Our buddy, Alex Horton, formerly the blogger at Army of Dude, and currently a public affairs specialist at the Department of Veterans Affairs, wrote a piece at the New York Times yesterday about how we all (veterans) silently prayed that the shooter in Connecticut wasn’t one of us;
Call it the Rambo Effect: when a war veteran returns home and faces conflict, for the uninformed, it seems no stretch that he would respond by killing everything in his path, just as he did overseas.
It’s an embarrassing, inaccurate, yet pervasive trope that percolates throughout entertainment and mass media. This year, when two Iraq veterans committed unrelated murders in Washington State and California, journalists quickly and incorrectly connected their crimes to post-traumatic stress as a result of their combat experiences.
Yeah, well, it’s not just that.
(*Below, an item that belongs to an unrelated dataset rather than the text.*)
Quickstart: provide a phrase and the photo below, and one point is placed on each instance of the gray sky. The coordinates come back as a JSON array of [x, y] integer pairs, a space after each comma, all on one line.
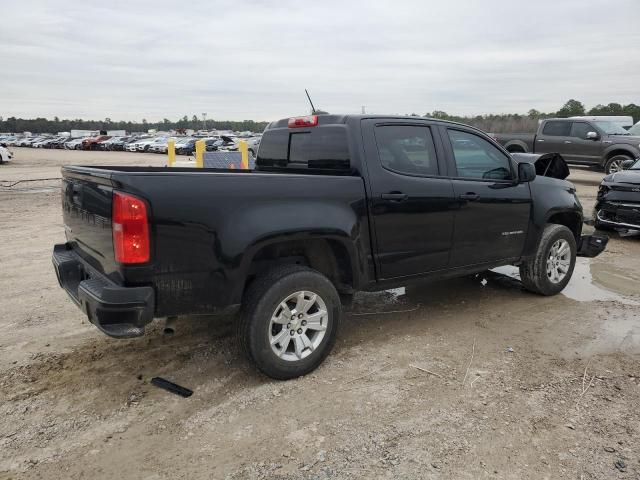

Remember how the media tried to connect Jared Loughner to the military because he’d once gone to a recruiting station? The media also tried to connect that shooter in Portland last week to us, Jacob Tyler Roberts, because he couldn’t join the Marines due to an injury. Yeah, I don’t know how many times someone would tell me that they’d have been airborne if it wasn’t for some phantom injury.
But, Alex ends his piece;
One Afghanistan veteran summed up the strange acquittal many of us felt when we heard that Mr. Lanza never served.
“I am relieved,” he said in response to my post on Twitter. “What does that mean? I don’t know, honestly.”
Well, just wait…maybe he talked to a recruiter at some point in his life which will somehow explain it all to the media.